AB0400 THE PATTERN OF INTERLEUKIN-6 INHIBITORS VERSUS OTHER BIOLOGIC DRUG USE IN PATIENTS WITH RHEUMATOID ARTHRITIS IN WALES, UK: A REAL-WORLD STUDY USING ELECTRONIC HEALTH RECORDS

Background
Rheumatoid arthritis (RA) guidelines highlight the importance of early treatment to reduce disease activity and prevent long term damage [1-4]. Infection risk must be considered when starting biologic therapy as infections account for significant morbidity and mortality in RA [5]. Tocilizumab and sarilumab are anti-interleukin-6 (IL-6) receptor antibodies also effective in treating RA symptoms and preventing progression of structural damage [6-9]. Risk of infections in RA patients treated with IL-6 inhibitors have also been reported [10]. However, IL-6 inhibitor monotherapy has a superior efficacy than adalimumab [11]. More information is required to assess real-life burden and predict infection risk in RA patients using biologics [12].
Objectives
Examine the treatment pathway, factors associated with drug initiation and treatment discontinuation in patients with RA treated with either IL-6 inhibitors versus non-IL-6 biologic disease modifying anti-rheumatic drugs (bDMARDs).
Methods
A retrospective cohort study of RA patients in the Secure Anonymised Information Linkage databank, including primary care, secondary care and rheumatology clinic records of over 90% of the population in Wales, UK. Patients initiated on first treatment initiation, discontinuation and clinical outcomes including infection and hospitalisation were analysed using cox regression analysis.
Results
Data from 4922 patients with RA were analysed.

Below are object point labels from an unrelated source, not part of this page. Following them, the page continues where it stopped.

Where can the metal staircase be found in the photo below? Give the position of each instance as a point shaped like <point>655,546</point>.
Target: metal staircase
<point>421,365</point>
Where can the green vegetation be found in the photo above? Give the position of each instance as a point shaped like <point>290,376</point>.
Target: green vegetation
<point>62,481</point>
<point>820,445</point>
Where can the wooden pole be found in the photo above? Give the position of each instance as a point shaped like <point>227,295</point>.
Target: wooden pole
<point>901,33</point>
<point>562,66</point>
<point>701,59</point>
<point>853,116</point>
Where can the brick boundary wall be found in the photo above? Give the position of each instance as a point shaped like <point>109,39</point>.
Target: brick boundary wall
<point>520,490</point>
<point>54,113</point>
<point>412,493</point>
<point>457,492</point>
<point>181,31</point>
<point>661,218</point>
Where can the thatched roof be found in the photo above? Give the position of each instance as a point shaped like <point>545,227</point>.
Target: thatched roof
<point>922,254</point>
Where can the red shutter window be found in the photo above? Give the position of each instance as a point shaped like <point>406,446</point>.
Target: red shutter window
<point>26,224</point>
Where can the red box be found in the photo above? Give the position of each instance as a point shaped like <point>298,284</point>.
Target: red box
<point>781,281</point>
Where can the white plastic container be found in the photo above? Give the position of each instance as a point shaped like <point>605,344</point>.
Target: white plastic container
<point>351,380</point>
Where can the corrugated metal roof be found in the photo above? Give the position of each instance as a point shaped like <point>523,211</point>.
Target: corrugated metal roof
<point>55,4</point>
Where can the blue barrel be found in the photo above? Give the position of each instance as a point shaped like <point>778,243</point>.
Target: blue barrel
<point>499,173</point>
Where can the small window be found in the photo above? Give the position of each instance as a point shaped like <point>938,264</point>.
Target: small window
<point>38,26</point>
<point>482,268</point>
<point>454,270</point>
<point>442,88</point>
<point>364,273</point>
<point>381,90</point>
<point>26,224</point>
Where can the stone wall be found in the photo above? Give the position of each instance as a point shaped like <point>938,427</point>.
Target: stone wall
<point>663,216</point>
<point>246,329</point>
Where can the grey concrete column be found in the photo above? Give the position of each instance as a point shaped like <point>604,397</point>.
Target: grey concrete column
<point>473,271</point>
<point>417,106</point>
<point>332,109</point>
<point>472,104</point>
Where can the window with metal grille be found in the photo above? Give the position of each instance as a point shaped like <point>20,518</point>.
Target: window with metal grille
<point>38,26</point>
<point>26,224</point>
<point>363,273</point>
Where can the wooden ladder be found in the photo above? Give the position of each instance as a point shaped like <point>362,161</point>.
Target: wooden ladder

The majority of patients had taken at least one conventional synthetic disease modifying anti-rheumatic drug (csDMARD) 95.7%, (4,691/4,922) while 29.6% (1,457) went on to take bDMARDs. Of these, 2% (97) biologic-naïve patients were treated with IL-6 inhibitors. Earlier treatment with bDMARDs was associated with increasing disease duration (HR: 1.11, 95% CI: 1.07 to 1.15) while younger age at diagnosis, orthopaedic surgery pre-treatment and kidney disease reduced the likelihood of being treated with biologics. Previous history of infection was associated with increased likelihood of treatment with IL-6 inhibitors rather than non-IL-6 bDMARDs (HR: 1.73, 95% CI: 1.15 to 2.59). The rate of treatment discontinuation was significantly higher in the non-IL-6 bDMARDs-treated patients compared to the IL-6 inhibitor treated individuals (difference: 9.4, 95% CI: 1.1 to 15.7). Treatment failure, orthopaedic surgery pre-treatment and steroid use was associated with non-IL-6 bDMARDs treatment failure (HR: 1.64, 95% CI: 1.00 to 2.68; HR: 1.62, 95% CI: 1.26 to 2.08, respectively). No factors were associated with treatment failure in the IL-6 inhibitor treated patients.
Conclusion
Patients treated with IL-6 inhibitors and other biologics were similar in demographics but had a different comorbidities pre- treatment; there was more orthopaedic surgery in those who went on to be treated with non-IL-6 biologics and more prior history of infections and kidney disease in those treated with IL-6 inhibitors. Treatment failure was higher in the non-IL-6 bDMARDs-treated patients.